The statement holds the head of the Syrian regime and Commander-in-Chief of the Syrian Army Bashar Assad responsible for moving and using chemical weapons. The statement stresses that far less momentous actions don’t take place without his full knowledge and approval due to the Syrian regime‘s highly centralized operational structure. Using chemical weapons, the statement adds, is a calculated policy for the Syrian regime based on a central, executive decision, in which the institutions of the military and intelligence are incriminated, in particular the leaderships of the General Military Intelligence Directorate, Air Force Intelligence Directorate, the National Security Bureau, and the Syrian Scientific Studies and Research Center (especially Institute 1000 and Branch 450). SNHR’s data shows that no fewer than 387 individuals, who are high-ranking military officers, security officials, and civilian and military personnel, were involved in this attack. All of these individuals have rightfully earned their place on the US and EU sanction lists.
The statement calls on the UN Security Council and the UN to impose economic, political, and military sanctions on the Syrian regime under Chapter VII of the Charter of the United Nations, which would serve as a symbolic compensation for the families of the victims.

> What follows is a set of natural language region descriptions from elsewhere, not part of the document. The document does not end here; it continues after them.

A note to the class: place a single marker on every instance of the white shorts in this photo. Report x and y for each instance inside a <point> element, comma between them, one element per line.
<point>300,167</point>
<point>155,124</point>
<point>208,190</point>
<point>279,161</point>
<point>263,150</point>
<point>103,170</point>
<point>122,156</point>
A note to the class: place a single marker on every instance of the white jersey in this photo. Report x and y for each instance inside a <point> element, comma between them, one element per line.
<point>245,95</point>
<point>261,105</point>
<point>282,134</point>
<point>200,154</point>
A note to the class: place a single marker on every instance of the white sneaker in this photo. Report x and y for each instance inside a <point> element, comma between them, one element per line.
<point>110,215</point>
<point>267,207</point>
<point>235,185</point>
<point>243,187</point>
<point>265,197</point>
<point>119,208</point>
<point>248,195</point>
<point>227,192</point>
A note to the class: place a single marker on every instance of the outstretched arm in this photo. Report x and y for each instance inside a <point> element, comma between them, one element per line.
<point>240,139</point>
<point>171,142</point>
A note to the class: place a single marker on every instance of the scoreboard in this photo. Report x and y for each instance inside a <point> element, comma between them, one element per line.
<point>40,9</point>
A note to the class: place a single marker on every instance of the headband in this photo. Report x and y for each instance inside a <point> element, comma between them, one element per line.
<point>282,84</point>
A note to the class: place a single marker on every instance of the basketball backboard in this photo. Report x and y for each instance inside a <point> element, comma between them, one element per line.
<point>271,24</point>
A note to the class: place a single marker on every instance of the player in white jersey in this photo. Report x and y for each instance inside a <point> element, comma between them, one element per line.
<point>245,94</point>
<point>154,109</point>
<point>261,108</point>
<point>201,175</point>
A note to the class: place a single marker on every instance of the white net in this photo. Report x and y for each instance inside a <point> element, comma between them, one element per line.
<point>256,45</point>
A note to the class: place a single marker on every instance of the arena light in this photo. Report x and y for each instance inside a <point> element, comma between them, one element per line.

The statement also calls on the UN Security Council and the UN to prosecute the individuals responsible whose names and details we have published, and to investigate the extent of their involvement in the use of chemical weapons and add them to the lists of sanctioned figures and terror sponsors.
The statement also stresses that the Syrian case must be referred to the International Criminal Court (ICC), and that all those involved must be held accountable. An alternative option would be to establish a special tribunal to try those involved in war crimes and crimes against humanity against the Syrian people, to help put an end to the shameful impunity that has now been going on for over a decade.